L’événement devait consacrer les ambitions technologiques de New Delhi et attirer des milliards de dollars d’investissements. Mais le sommet phare sur l’intelligence artificielle en Inde (India AI Impact Summit 2026) a pris une tournure inattendue jeudi. Attendu sur scène pour l’allocution principale, le fondateur de Microsoft a brusquement annulé sa participation, rattrapé par une polémique qui dépasse largement le cadre de l’innovation numérique.
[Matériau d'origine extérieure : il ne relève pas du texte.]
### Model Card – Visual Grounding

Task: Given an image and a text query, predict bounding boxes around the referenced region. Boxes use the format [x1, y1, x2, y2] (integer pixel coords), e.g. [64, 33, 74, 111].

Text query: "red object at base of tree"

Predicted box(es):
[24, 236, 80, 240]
Tout semblait pourtant réglé. Mardi encore, le bureau indien de la Fondation Gates confirmait sur les réseaux sociaux la présence du milliardaire. Ce n’est que quelques heures avant sa prise de parole que l’annonce est tombée : Bill Gates ne montera pas sur scène. Officiellement, le communiqué évoque une volonté de « garantir que l’accent reste mis sur les priorités clés du sommet ». Dans les faits, cette décision intervient dans un climat de pression grandissante lié à la réouverture de dossiers judiciaires aux États-Unis.
Selon les informations rapportées par notre source Al Jazeera, ce retrait précipité coïncide avec un regain d’attention sur les liens passés entre le philanthrope et le défunt délinquant sexuel Jeffrey Epstein. Des documents récemment rendus publics par le département de la Justice américaine contiennent des échanges présumés où Epstein évoque des aspects de la vie privée de Bill Gates. Bien que le fondateur de Microsoft ait toujours nié tout acte répréhensible et qualifié ces allégations d’« absurdes », la résurgence de ces fichiers a suscité des interrogations de la part de figures de l’opposition indienne et de commentateurs locaux.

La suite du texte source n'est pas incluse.